6月調査報告(仙台南部)

6月15日(土)・・・厳しいノルマの間を縫って、広瀬川の南、長町周辺の調査を行いました。広瀬川の北(仙台城下町方面)は古代には川や湿地で、長町周辺が最初に開発された地域のようです。

〇北目城跡 ・・・ 伊達政宗が関ケ原時に対上杉で築いた平城。発掘調査では堀切の複雑さが特徴的らしいです。現状では「矢来」などの城郭地名が残るほかには遺構等はないようです。

道路わきに説明板があります。実際の城郭はここから西南方向に広がっていた模様。

〇郡山官衙遺跡 ・・・ 七世紀の官衙(第一期)及び最初の陸奥国府(第二期)の二つの官衙遺跡が重なっています。第二期官衙に付置された郡山廃寺跡も付近にあります。八世紀に入ると、大和朝廷はさらに北に進んで多賀に多賀城と陸奥国府、多賀廃寺が建設されることになります。それまでの陸奥支配の中心地です。

ここは第一期官衙の西南端あたりで、第二期の多賀廃寺跡です。国史跡の指定地は住宅街になっていますが、かなり広い。

このあたりが遺跡中心地。建物跡なども確認されています。

〇遠見塚古墳 ・・・ 広瀬川を渡って国道四号線沿いにあります。東北第五位の前方後円墳。4世紀というので、かなり古い。

測量実修みたいなのをしてて、気軽には昇れませんでした。最終的には昇りましたが。

〇若林古城跡 ・・・ 伊達政宗の隠居城。政宗死後には廃城になりました。明治には仙台収治監となり、現在は仙台刑務所。

隠棲後の政宗は年一回ぐらいしか仙台城には行かなかったらしいです。若手に任せていたのでしょう。

〇法領寺古墳 ・・・ 高校の敷地内にあり、不法侵入はできません。

七世紀の円墳で、この地域の指導的首長のものと想定されているようです。

〇陸奥国分寺跡・薬師堂 ・・・ 近くに白山神社や准胝観音堂もあります。ここまで来ると楽天モバイルパーク宮城も近い。

国分寺の復元施設です。左手の方に展示スペースもあって、貞観地震の復興に関する説明板が充実。三代実録によれば京都から派遣されて長期に赴任していた復興担当の役人がいたんだそうです。来て勉強してみるもんですね。

この薬師堂は慶長年間のもの(県重文)。左右のこま犬(お寺ですがいるんです)が古拙でいい味出しています。
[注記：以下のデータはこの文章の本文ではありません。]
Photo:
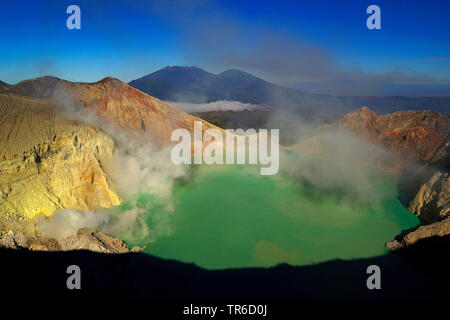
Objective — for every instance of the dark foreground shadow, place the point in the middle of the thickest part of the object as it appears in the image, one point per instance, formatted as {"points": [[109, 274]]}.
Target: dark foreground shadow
{"points": [[418, 272]]}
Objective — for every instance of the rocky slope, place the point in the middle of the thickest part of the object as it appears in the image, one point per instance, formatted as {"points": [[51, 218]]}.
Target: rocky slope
{"points": [[56, 137], [84, 239], [417, 143]]}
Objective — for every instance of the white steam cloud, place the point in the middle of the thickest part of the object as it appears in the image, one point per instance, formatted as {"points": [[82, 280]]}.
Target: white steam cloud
{"points": [[221, 105]]}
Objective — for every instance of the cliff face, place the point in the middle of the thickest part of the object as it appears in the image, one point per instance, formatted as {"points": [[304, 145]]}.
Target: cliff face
{"points": [[418, 144], [84, 239], [420, 136], [111, 100], [49, 163]]}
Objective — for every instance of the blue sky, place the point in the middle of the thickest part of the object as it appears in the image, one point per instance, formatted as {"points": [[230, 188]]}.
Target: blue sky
{"points": [[278, 40]]}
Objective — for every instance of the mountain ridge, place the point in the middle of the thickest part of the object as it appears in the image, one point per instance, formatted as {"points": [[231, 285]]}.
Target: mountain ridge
{"points": [[241, 86]]}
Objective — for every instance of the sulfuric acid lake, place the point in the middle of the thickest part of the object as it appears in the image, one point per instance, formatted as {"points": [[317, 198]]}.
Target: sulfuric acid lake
{"points": [[232, 217]]}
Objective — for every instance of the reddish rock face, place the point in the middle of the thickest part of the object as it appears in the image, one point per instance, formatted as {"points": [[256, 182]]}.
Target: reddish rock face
{"points": [[113, 100], [421, 136]]}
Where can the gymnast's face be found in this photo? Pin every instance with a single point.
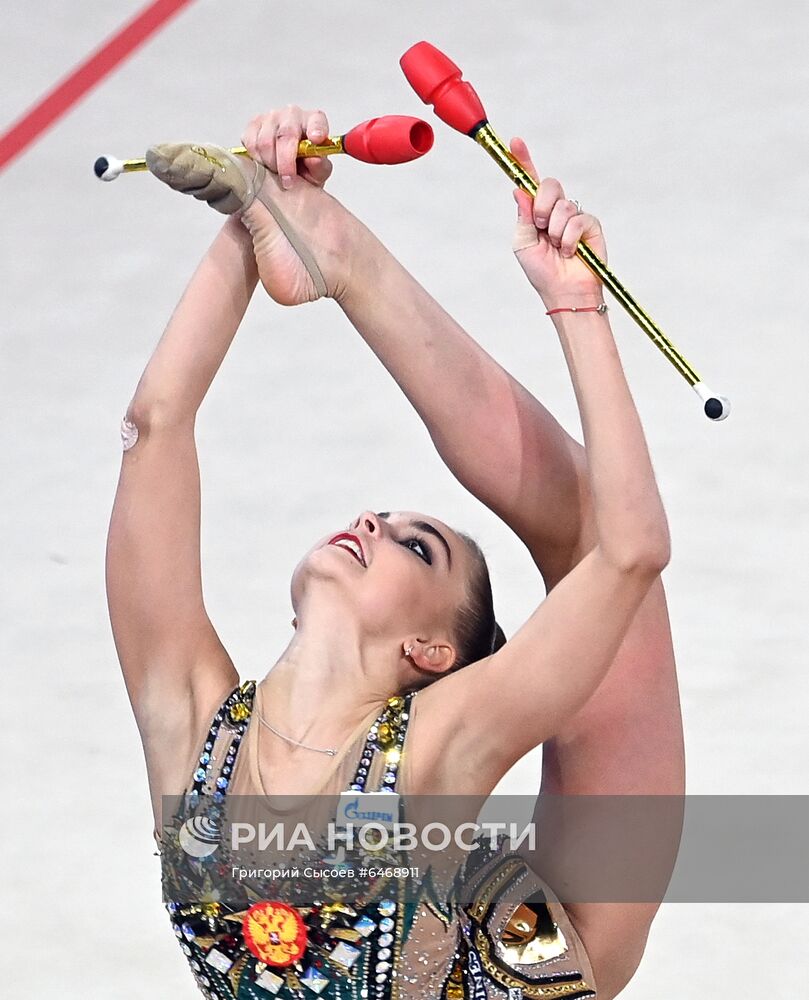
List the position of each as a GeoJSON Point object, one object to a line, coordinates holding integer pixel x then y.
{"type": "Point", "coordinates": [402, 574]}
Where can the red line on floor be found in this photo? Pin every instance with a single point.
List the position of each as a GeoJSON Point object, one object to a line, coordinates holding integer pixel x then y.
{"type": "Point", "coordinates": [86, 75]}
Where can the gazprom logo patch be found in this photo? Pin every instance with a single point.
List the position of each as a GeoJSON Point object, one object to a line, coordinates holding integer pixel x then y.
{"type": "Point", "coordinates": [360, 808]}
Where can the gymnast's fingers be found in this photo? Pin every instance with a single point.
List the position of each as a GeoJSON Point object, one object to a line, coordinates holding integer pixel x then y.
{"type": "Point", "coordinates": [317, 126]}
{"type": "Point", "coordinates": [525, 232]}
{"type": "Point", "coordinates": [550, 191]}
{"type": "Point", "coordinates": [587, 228]}
{"type": "Point", "coordinates": [288, 136]}
{"type": "Point", "coordinates": [316, 170]}
{"type": "Point", "coordinates": [520, 151]}
{"type": "Point", "coordinates": [561, 213]}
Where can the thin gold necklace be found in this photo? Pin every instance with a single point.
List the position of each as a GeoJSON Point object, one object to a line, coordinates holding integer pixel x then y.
{"type": "Point", "coordinates": [297, 743]}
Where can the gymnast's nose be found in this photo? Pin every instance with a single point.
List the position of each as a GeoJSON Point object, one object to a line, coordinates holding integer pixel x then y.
{"type": "Point", "coordinates": [369, 522]}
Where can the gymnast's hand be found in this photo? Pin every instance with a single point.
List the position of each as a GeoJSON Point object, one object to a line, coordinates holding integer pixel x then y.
{"type": "Point", "coordinates": [273, 139]}
{"type": "Point", "coordinates": [548, 229]}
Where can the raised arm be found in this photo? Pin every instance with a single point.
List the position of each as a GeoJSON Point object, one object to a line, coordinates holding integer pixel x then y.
{"type": "Point", "coordinates": [171, 656]}
{"type": "Point", "coordinates": [526, 692]}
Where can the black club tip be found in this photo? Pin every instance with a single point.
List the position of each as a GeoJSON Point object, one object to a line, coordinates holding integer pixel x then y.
{"type": "Point", "coordinates": [713, 408]}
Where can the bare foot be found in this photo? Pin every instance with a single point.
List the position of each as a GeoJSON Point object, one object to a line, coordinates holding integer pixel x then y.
{"type": "Point", "coordinates": [319, 223]}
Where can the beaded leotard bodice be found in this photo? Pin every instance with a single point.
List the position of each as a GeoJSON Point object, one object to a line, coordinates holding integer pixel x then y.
{"type": "Point", "coordinates": [367, 932]}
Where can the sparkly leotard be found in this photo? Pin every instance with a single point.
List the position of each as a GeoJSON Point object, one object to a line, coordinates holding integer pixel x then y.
{"type": "Point", "coordinates": [496, 933]}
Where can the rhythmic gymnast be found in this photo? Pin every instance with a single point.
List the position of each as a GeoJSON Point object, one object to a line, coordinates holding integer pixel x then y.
{"type": "Point", "coordinates": [394, 620]}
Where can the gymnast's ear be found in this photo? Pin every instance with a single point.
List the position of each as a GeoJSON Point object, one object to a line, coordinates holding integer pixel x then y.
{"type": "Point", "coordinates": [435, 656]}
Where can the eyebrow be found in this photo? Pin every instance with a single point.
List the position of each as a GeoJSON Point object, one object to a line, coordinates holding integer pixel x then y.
{"type": "Point", "coordinates": [428, 529]}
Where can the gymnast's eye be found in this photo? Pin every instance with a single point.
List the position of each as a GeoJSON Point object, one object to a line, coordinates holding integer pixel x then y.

昨年ここに来たとき、弱っているネコがいたのですが、その時は「ネコにえさやらないでください」と書かれた看板があったのに、今回無くなっていたので、やつはもういないのでしょう。今年見たらハトのエサは売っているのでネコはダメでハトはいい、という思想のようです。

准胝観音堂。句碑がたくさん建っています。

6月16日(日) ・・・ 午後のノルマ前に調査しまっせ。

〇長町地底ミュージアム ・・・ 二万年前の氷河期の新石器時代人の宿営後が出た(湿地で遺されていたらしい)ので、そのまま保存してミュージアムにしました。

「氷河期の森」の中にあります。

エントランスがそのまま保存遺跡になっています。地面が白くなっているのは、保存開始後数十年で地表に結晶化した地中塩分とのこと。

 所用を果たした後、また広瀬川を渡って、長町の町中を調べる。

〇橋姫神社 ・・・ 広瀬川にかかる廣瀬橋を作る際に、人柱となった長者の娘を祀っているそうです。

奥州街道沿いです。なお、廣瀬橋は、明治期に日本初のコンクリート橋が架橋された。

十六夜観音さま。神々しい光になっているのはカメラの性能のせいだと思いますが。。。

今回はここまで。いろいろ勉強になりました。